Démission et critiques de Thierno Bocoum : La réponse de Idrissa Seck

Le chef de file de Rewmi,  affecté par des récentes dissidences tous azimuts dans son camp, a entrepris une tournée nationale à l’intérieur du pays depuis dimanche 15 octobre. L’objectif pour Idrissa Seck  est de rencontrer  les Sénégalais et recueillir leurs avis sur les projets et la politique de développement du gouvernement en place.

Idrissa Seck veut rebondir et occuper  le terrain. Après une longue léthargie et au plus fort des défections que traverse son parti,  le chef de file de Rewmi «a décidé de descendre dans le Sénégal des profondeurs pour rencontrer ses militants et sympathisants ».

Une attitude qui sonne telle une réponse aux critiques de son ancien chargé de communication,  l’ancien député Thierno Bocoum, lequel  a récemment  rendu sa démission dans une déclaration officielle postée sur les réseaux sociaux.
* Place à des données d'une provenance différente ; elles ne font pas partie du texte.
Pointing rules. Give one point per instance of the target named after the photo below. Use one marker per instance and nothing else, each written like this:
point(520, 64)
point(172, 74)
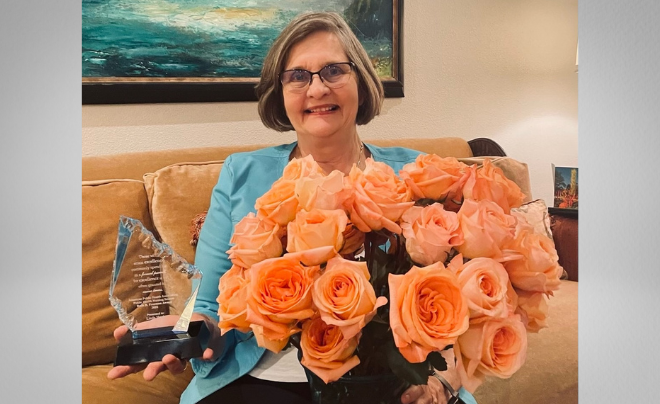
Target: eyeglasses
point(333, 75)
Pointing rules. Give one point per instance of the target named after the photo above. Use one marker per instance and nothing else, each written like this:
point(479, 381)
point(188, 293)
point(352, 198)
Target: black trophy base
point(151, 345)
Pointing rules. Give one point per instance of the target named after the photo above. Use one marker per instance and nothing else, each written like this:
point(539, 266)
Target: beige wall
point(503, 69)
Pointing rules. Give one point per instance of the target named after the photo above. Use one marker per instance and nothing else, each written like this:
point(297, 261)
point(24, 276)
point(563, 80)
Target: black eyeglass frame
point(311, 74)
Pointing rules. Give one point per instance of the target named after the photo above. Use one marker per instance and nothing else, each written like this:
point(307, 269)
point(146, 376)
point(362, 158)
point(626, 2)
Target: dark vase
point(373, 389)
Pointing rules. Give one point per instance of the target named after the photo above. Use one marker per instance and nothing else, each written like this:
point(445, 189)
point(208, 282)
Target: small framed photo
point(566, 187)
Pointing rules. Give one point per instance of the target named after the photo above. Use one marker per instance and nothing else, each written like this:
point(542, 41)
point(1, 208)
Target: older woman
point(318, 81)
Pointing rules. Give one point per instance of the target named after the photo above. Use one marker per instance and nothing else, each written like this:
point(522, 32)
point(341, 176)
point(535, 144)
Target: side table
point(564, 226)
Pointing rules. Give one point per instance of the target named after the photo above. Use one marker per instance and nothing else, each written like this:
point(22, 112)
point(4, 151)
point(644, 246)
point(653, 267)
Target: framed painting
point(160, 51)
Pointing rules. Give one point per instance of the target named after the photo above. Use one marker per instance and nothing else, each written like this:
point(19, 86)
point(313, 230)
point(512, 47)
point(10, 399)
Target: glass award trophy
point(149, 281)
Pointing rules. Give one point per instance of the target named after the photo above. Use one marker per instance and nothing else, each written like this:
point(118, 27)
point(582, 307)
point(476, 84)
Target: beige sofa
point(167, 189)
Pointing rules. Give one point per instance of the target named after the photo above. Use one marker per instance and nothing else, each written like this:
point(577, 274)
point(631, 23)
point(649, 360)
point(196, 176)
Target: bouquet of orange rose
point(372, 273)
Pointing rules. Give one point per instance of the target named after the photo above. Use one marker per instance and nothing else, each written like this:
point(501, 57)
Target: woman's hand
point(434, 392)
point(169, 362)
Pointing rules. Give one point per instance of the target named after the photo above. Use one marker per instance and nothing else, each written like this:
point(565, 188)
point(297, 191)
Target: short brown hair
point(269, 89)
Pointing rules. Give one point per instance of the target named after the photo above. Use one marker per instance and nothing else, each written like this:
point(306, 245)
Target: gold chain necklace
point(360, 154)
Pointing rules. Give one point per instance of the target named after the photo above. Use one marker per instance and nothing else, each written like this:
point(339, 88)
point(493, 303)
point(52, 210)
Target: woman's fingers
point(152, 370)
point(412, 394)
point(174, 364)
point(122, 371)
point(431, 393)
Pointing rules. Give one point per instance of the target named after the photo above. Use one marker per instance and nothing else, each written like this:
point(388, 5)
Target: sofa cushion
point(513, 169)
point(177, 193)
point(102, 204)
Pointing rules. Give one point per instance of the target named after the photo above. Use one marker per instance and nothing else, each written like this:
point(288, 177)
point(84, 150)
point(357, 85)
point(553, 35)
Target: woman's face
point(320, 111)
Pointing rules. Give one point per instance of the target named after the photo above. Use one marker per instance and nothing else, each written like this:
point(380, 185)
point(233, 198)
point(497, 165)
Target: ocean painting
point(170, 41)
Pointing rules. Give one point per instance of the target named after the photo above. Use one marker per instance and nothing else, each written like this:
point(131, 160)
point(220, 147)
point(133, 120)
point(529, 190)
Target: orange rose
point(232, 301)
point(344, 296)
point(316, 228)
point(430, 233)
point(434, 177)
point(484, 282)
point(279, 204)
point(486, 229)
point(326, 352)
point(353, 240)
point(535, 267)
point(302, 167)
point(380, 198)
point(323, 191)
point(496, 347)
point(533, 309)
point(427, 310)
point(489, 182)
point(254, 240)
point(279, 297)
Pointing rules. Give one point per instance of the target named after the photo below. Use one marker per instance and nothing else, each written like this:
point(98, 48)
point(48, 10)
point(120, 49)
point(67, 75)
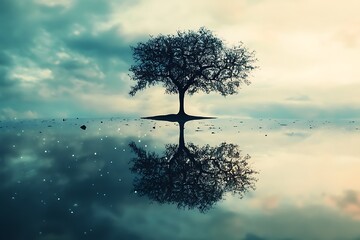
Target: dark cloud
point(32, 37)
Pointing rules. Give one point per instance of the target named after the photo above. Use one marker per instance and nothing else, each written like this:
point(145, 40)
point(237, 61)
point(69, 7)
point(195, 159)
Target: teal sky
point(70, 58)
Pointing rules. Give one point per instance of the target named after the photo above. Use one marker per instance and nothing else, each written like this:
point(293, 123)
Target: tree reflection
point(191, 176)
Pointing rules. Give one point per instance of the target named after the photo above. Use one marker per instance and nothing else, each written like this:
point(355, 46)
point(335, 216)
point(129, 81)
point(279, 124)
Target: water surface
point(293, 179)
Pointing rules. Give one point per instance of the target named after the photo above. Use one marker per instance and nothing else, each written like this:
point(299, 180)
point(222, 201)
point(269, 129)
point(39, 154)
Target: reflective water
point(245, 179)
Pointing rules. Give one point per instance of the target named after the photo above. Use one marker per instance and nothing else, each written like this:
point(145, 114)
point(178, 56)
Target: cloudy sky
point(70, 58)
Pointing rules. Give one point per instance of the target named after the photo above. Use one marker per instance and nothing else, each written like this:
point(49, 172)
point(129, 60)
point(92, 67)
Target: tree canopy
point(191, 61)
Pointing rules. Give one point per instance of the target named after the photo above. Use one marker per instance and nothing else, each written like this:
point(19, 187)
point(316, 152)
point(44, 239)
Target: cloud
point(51, 51)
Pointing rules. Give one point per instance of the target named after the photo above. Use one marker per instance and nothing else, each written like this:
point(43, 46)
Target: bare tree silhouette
point(191, 176)
point(189, 62)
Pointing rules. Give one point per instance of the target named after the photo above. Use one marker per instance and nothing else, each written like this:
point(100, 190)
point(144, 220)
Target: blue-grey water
point(244, 179)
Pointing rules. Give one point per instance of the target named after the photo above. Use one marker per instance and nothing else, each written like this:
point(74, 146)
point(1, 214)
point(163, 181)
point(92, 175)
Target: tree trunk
point(181, 135)
point(181, 103)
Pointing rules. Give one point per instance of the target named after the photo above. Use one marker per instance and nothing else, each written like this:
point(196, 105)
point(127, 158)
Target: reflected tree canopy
point(191, 176)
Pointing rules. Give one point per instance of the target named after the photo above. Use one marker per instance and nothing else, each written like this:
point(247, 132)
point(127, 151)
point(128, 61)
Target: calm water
point(244, 179)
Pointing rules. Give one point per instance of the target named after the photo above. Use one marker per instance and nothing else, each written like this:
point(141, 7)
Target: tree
point(191, 176)
point(189, 62)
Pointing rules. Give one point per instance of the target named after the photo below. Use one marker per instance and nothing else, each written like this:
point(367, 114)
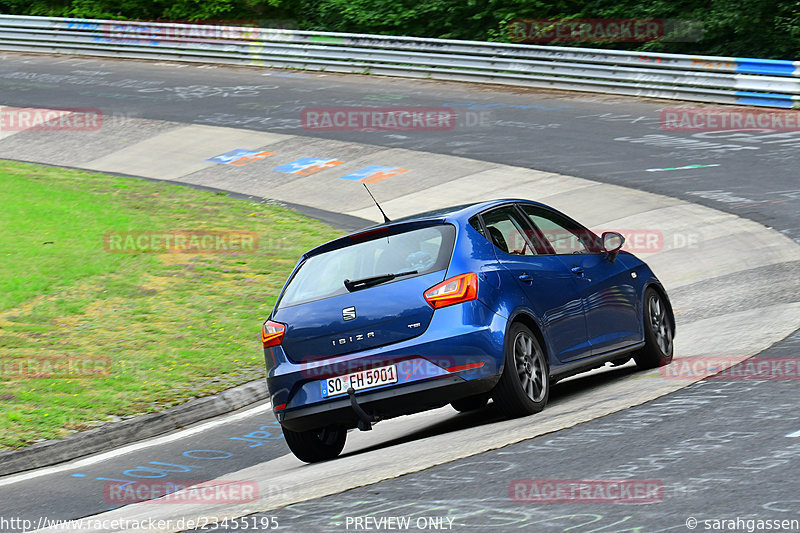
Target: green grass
point(160, 328)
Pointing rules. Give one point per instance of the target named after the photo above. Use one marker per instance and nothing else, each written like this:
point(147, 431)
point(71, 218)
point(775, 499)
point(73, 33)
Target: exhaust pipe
point(365, 421)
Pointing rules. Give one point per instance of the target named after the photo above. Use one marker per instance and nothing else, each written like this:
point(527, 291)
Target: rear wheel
point(471, 403)
point(658, 333)
point(316, 445)
point(524, 387)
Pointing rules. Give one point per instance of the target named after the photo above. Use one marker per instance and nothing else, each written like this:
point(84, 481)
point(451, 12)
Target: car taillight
point(272, 333)
point(451, 291)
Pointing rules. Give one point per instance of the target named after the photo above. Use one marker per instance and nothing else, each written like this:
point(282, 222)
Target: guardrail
point(724, 80)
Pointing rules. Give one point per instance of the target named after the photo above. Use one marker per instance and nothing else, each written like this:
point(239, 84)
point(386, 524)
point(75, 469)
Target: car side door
point(550, 290)
point(609, 296)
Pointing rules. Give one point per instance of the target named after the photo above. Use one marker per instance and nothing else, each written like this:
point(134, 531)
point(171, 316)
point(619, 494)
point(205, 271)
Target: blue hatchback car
point(495, 300)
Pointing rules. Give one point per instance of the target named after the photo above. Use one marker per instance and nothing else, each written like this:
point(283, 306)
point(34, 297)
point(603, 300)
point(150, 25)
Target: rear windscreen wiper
point(374, 280)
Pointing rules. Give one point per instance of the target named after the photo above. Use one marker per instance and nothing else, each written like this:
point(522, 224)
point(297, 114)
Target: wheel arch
point(527, 318)
point(656, 286)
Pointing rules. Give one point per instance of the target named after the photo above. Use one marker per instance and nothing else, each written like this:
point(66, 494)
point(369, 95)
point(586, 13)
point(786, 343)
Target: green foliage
point(755, 28)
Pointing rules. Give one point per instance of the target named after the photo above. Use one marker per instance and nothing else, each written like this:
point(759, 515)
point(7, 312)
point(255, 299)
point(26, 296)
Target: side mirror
point(612, 244)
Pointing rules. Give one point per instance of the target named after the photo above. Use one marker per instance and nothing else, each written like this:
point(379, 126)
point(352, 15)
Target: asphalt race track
point(721, 448)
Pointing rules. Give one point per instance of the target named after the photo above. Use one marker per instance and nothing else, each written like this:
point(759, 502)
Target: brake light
point(451, 291)
point(272, 333)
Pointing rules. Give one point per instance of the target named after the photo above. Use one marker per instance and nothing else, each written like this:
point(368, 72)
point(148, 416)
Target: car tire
point(471, 403)
point(658, 333)
point(524, 386)
point(316, 445)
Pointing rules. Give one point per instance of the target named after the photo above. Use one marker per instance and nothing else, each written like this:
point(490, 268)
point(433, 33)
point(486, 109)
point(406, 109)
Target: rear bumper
point(387, 403)
point(460, 354)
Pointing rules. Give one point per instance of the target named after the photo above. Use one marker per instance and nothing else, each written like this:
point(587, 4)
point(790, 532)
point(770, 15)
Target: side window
point(508, 231)
point(476, 223)
point(562, 235)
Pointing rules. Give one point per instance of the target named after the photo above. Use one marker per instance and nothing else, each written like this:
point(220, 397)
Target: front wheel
point(316, 445)
point(658, 333)
point(524, 387)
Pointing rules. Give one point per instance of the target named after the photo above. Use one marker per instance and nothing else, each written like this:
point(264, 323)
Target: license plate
point(364, 379)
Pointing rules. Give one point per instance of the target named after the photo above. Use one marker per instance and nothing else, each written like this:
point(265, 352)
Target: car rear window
point(322, 276)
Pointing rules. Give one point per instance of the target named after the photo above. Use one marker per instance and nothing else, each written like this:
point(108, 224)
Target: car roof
point(458, 213)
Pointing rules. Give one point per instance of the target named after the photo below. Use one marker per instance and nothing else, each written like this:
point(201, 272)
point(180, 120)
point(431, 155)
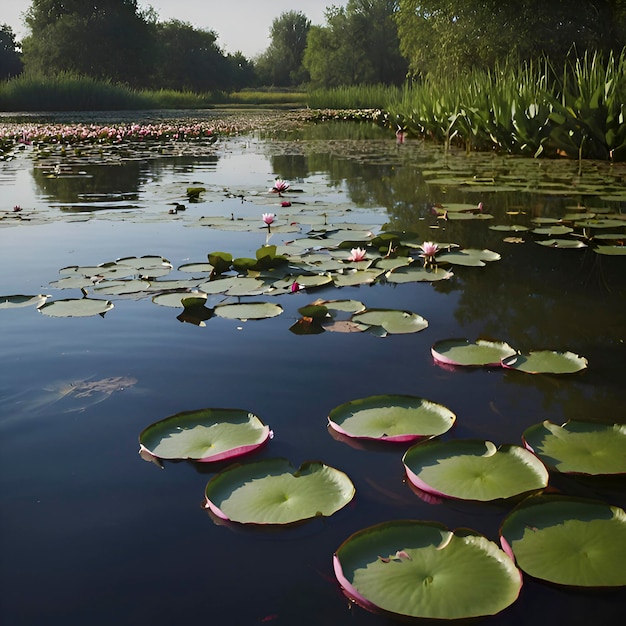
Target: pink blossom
point(429, 249)
point(357, 254)
point(279, 186)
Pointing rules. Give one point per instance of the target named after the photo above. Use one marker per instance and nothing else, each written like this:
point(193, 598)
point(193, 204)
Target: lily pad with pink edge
point(473, 469)
point(420, 569)
point(546, 362)
point(273, 492)
point(394, 418)
point(462, 352)
point(205, 435)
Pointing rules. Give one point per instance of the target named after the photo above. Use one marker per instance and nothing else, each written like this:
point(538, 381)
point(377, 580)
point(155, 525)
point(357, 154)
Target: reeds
point(513, 108)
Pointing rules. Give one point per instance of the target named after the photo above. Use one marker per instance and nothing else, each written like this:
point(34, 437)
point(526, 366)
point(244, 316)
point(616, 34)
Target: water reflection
point(74, 487)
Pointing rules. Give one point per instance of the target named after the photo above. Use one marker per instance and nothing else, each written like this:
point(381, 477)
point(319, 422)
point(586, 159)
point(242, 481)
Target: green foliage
point(281, 63)
point(10, 61)
point(453, 36)
point(358, 45)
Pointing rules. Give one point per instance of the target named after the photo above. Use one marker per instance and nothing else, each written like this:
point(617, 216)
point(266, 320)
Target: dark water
point(91, 534)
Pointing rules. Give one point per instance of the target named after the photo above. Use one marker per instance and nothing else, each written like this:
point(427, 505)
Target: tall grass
point(515, 108)
point(69, 92)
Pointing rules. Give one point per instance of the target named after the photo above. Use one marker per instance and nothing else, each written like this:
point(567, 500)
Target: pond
point(93, 534)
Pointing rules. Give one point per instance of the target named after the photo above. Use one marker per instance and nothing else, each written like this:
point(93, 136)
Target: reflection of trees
point(124, 178)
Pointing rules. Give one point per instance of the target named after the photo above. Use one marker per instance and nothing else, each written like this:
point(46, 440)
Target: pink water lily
point(357, 254)
point(429, 250)
point(279, 186)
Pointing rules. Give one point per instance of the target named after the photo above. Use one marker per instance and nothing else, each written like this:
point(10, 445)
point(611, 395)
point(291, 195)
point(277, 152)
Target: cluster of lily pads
point(97, 133)
point(408, 567)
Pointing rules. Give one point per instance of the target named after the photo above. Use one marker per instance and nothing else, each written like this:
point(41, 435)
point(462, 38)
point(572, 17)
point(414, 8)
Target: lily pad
point(562, 243)
point(546, 362)
point(79, 307)
point(468, 257)
point(411, 274)
point(471, 469)
point(568, 541)
point(271, 491)
point(480, 353)
point(423, 570)
point(248, 311)
point(391, 418)
point(18, 301)
point(205, 435)
point(579, 447)
point(391, 320)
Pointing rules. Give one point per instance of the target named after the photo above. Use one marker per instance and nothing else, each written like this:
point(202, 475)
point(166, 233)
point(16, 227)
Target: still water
point(92, 534)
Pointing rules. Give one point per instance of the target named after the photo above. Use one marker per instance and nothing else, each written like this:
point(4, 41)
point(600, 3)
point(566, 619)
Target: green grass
point(79, 93)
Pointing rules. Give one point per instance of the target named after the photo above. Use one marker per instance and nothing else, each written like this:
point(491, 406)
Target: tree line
point(363, 42)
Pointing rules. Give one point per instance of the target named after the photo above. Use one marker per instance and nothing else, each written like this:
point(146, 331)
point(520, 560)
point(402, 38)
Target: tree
point(281, 63)
point(444, 36)
point(359, 44)
point(10, 61)
point(105, 39)
point(189, 58)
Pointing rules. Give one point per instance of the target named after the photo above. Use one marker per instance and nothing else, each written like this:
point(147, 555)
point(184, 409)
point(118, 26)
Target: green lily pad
point(417, 274)
point(175, 299)
point(18, 301)
point(611, 250)
point(358, 277)
point(468, 257)
point(391, 418)
point(471, 469)
point(568, 541)
point(121, 287)
point(423, 570)
point(391, 320)
point(562, 243)
point(248, 311)
point(558, 229)
point(271, 491)
point(480, 353)
point(80, 307)
point(205, 435)
point(579, 447)
point(546, 362)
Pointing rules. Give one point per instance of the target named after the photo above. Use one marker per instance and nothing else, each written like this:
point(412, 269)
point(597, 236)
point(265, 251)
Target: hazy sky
point(240, 24)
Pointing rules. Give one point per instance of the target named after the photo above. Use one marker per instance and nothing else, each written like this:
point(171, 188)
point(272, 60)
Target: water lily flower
point(429, 250)
point(357, 254)
point(279, 186)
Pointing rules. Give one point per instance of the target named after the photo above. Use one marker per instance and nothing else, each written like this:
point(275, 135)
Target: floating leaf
point(546, 362)
point(474, 470)
point(248, 311)
point(468, 257)
point(391, 320)
point(568, 541)
point(417, 274)
point(82, 307)
point(462, 352)
point(447, 575)
point(391, 418)
point(271, 491)
point(205, 435)
point(611, 250)
point(579, 447)
point(175, 299)
point(18, 301)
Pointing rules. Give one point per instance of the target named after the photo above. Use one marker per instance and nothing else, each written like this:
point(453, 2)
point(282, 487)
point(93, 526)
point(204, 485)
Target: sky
point(241, 25)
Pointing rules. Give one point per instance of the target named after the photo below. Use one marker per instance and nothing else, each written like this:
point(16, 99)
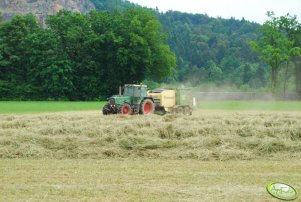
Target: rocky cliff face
point(43, 8)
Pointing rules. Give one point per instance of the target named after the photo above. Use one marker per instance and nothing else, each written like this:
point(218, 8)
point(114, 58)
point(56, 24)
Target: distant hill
point(207, 49)
point(43, 8)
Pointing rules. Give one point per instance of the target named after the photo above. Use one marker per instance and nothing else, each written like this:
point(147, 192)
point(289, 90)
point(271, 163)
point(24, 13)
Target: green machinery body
point(133, 100)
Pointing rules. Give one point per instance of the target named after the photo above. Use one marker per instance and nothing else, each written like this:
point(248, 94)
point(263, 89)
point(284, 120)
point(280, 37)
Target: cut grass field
point(213, 155)
point(56, 106)
point(143, 180)
point(7, 107)
point(251, 105)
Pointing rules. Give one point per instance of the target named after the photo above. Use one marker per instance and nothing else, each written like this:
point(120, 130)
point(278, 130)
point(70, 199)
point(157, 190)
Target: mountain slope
point(43, 8)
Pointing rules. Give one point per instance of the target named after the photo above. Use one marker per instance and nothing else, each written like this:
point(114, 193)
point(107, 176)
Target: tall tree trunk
point(274, 80)
point(285, 79)
point(297, 62)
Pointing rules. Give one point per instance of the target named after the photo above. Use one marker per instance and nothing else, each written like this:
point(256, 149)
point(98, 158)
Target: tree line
point(279, 46)
point(81, 56)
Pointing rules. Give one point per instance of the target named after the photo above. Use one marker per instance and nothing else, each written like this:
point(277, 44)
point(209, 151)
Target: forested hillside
point(208, 50)
point(77, 56)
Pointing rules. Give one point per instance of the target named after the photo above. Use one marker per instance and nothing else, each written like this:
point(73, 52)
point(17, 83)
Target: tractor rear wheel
point(187, 110)
point(109, 109)
point(126, 109)
point(147, 107)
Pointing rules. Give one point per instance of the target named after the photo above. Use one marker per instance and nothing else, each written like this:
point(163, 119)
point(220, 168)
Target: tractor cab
point(135, 90)
point(132, 99)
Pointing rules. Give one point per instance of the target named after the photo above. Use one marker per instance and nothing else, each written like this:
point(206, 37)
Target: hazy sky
point(252, 10)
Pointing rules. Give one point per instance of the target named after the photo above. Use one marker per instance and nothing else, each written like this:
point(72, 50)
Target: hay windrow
point(206, 135)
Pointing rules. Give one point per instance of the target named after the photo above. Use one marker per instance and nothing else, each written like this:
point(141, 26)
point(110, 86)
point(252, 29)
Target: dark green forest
point(87, 56)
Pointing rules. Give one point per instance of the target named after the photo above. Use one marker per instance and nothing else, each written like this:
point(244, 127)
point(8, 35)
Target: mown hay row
point(206, 135)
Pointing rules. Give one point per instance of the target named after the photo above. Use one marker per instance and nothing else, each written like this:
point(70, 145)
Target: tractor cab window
point(128, 91)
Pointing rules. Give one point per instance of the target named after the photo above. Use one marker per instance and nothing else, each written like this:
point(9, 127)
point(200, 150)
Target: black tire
point(147, 107)
point(109, 109)
point(187, 110)
point(180, 110)
point(125, 109)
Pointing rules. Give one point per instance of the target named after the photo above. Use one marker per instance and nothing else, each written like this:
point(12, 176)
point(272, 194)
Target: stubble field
point(211, 155)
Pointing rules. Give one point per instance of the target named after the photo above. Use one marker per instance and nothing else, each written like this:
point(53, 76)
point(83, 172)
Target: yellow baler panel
point(168, 98)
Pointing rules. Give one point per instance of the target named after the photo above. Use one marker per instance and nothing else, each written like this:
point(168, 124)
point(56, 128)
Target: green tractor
point(133, 100)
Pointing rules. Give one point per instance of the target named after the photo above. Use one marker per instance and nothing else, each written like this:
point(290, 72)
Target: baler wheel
point(147, 107)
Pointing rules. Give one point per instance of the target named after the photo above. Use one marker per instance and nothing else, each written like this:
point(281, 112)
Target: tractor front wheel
point(147, 107)
point(109, 109)
point(125, 109)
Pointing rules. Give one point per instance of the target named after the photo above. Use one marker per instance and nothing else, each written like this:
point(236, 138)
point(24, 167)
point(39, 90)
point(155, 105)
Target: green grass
point(143, 180)
point(36, 107)
point(251, 105)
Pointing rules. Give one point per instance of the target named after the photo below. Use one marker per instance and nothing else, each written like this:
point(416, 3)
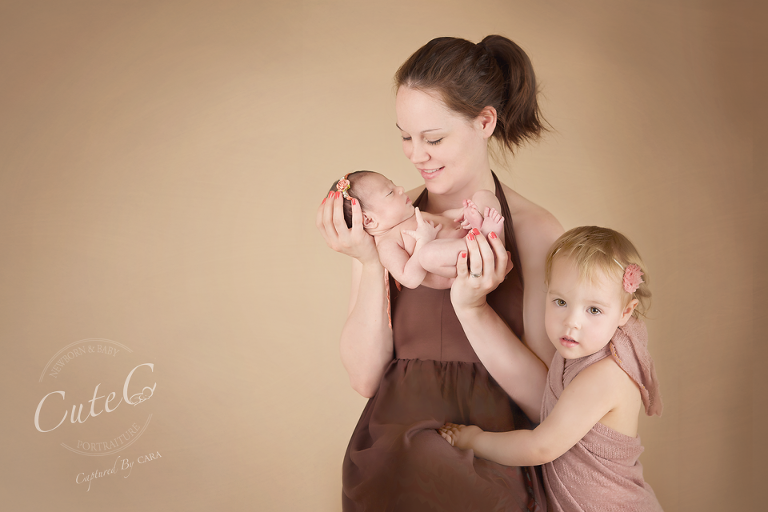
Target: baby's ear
point(628, 311)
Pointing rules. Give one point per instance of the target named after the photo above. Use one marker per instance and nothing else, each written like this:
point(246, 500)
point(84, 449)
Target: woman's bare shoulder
point(535, 228)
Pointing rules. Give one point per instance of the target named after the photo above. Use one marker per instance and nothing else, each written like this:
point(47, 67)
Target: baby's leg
point(439, 256)
point(486, 201)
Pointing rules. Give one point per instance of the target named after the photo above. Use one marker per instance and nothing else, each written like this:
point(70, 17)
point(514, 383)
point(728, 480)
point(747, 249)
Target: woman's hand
point(479, 270)
point(460, 436)
point(354, 242)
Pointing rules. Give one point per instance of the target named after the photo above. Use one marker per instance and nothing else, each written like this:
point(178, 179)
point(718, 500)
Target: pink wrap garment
point(602, 471)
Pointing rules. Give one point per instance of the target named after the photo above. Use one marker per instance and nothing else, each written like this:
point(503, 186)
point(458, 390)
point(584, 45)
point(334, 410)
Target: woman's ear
point(628, 312)
point(486, 121)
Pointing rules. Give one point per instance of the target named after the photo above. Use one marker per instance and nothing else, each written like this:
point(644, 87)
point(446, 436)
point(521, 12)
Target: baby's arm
point(595, 392)
point(405, 267)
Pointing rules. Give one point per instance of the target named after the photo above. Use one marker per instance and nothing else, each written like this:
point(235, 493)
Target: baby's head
point(594, 285)
point(384, 205)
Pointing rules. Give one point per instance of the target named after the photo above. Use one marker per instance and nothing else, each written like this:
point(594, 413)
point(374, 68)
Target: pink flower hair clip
point(343, 186)
point(633, 278)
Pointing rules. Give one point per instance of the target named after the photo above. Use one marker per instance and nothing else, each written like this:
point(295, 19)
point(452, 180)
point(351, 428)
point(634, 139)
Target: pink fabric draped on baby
point(603, 468)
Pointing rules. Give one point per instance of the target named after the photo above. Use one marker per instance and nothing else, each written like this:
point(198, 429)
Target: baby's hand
point(460, 436)
point(426, 231)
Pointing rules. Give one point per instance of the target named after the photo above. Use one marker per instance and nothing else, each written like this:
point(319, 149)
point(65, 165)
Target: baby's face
point(581, 316)
point(386, 203)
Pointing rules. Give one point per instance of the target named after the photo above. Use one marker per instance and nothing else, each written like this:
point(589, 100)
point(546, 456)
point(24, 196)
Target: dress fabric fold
point(396, 459)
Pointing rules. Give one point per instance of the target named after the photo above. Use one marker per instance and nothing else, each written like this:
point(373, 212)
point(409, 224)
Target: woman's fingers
point(461, 267)
point(357, 216)
point(326, 223)
point(338, 214)
point(419, 218)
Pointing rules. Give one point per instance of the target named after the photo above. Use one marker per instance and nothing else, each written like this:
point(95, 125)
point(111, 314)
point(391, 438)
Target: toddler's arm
point(595, 392)
point(405, 267)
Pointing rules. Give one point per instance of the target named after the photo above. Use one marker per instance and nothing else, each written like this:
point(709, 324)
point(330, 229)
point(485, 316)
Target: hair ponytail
point(469, 77)
point(519, 118)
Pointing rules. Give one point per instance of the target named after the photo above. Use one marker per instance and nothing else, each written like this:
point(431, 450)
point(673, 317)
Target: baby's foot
point(472, 216)
point(492, 221)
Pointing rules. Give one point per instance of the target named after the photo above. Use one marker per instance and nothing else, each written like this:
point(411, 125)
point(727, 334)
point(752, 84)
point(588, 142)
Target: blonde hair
point(594, 248)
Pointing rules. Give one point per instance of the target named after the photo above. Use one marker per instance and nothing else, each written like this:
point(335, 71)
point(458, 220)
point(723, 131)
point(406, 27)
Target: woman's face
point(450, 151)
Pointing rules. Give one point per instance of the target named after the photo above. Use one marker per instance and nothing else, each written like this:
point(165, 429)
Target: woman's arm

Thierno Bocoum qui n’avait pas été investi lors des dernières Législatives dénonçait l’absence de son ancien leader auprès des populations en ces moments d’incertitudes et d’interrogations. Des critiques qui ont fini d’amener le président du Rewmi et une forte délégation du parti d’aller vers les populations.

«Dans ces moments difficiles que traverse notre pays, je ne peux ignorer mon devoir et remplir la part de mission qui s’impose à nous tous. Notre devoir, nous exige d’être aux côtés des populations effarées, victimes de pratiques politiciennes d’hommes et de femmes sans principes et sans valeurs. Des pratiques qui ont fini par installer la peur de l’avenir», avait dit Thierno Bocoum dans sa déclaration de démission.

Avant Thierno Bocoum, d’autres anciens leaders comme Oumar Gueye, actuel ministre de la Pêche et maire de Sangalkam, Pape Diouf, ancien ministre et responsable politique à Bambeye, l’ancien député de Rewmi, Oumar Sarr et Me Nafisatou Diop Cissé responsable à Kaolack, avaient aussi dénoncé la léthargie du Parti dans l’espace politique et une certaine déconnexion des populations  face aux préoccupations.

En effet, depuis sa sortie de prison en 2006 – dans le cadre de l’affaire des chantiers de Thiès- et après la Présidentielle de 2007,  Idrissa Seck s’était replié sur lui-même  sous prétexte d’avoir été touché dans sa chair par des accusations et calomnies du pouvoir de Wade.

En 2012, du fait de la contestation contre un 3è mandat de Wade, l’ancien Premier ministre n’avait pratiquement pas battu campagne. Resté à Dakar avec d’autres leaders de l’opposition anti-Wade, il n’a pas eu de contact avec les populations.

D’ailleurs, Macky qui sortira vainqueur de cette élection  a surpris Idy et les autres leaders. Parce que le patron de l’APR au lieu de protester contre un 3è mandat  de Wade et de sa tentative de dévolution monarchique du pouvoir supposée en faveur de son fils, a foncé en battant campagne, de toutes ses forces, dans le fin fond du Sénégal.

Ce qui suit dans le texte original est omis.